In the months leading up to the truck’s purchase, Lyon had lost both of his parents. His dad died of heart disease less than a year after his mom died of an illness she’d battled for years. As a self-employed engineer and consultant, he was able to take a good bit of bereavement time, and after he bought the truck, he turned his attention to converting its remains into the real-world form of the Transformers-based Decepticon Motormaster.
Lyon says he had “within 95 percent of what I wanted to do with it” in his head, and “from the very beginning, I told everyone involved the most important part of the project is making everything we do fit the character and making his personality make sense in this vehicular form.”
Appropriately, 3-ft. by 4-ft. painting of a black and purple Kenworth K100E on down a deserted Southwestern highway at sunset hung in the shop at Blue Ridge Kenworth in Abingdon, Va., (the shop that helped Lyon rebuild the truck) throughout the entire project.

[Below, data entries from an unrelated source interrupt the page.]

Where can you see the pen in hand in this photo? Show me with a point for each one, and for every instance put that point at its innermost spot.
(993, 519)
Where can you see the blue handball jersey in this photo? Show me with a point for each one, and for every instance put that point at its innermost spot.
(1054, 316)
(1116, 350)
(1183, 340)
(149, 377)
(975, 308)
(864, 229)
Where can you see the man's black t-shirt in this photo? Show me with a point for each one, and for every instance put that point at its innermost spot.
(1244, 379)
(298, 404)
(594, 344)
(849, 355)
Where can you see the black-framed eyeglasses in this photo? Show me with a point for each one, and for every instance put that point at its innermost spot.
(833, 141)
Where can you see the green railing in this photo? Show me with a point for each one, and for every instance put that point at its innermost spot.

It served as a reference for everyone involved, and it was based on pencil sketches scribbled down at a four-hour brainstorming session in a Cracker Barrel before any work on the truck began.
The result is what Lyon calls “a mix of two worlds,” he says, in which he mixed “a little old school trucker with the other-worldly, highly advanced, futuristic technology.” Lyon says the truck’s purple neon, 3,000-watt audio system, TV and Blu-ray setup and ultra-suede interior blend with the truck’s chrome, eye-popping exhaust system and overall old school look to do just that.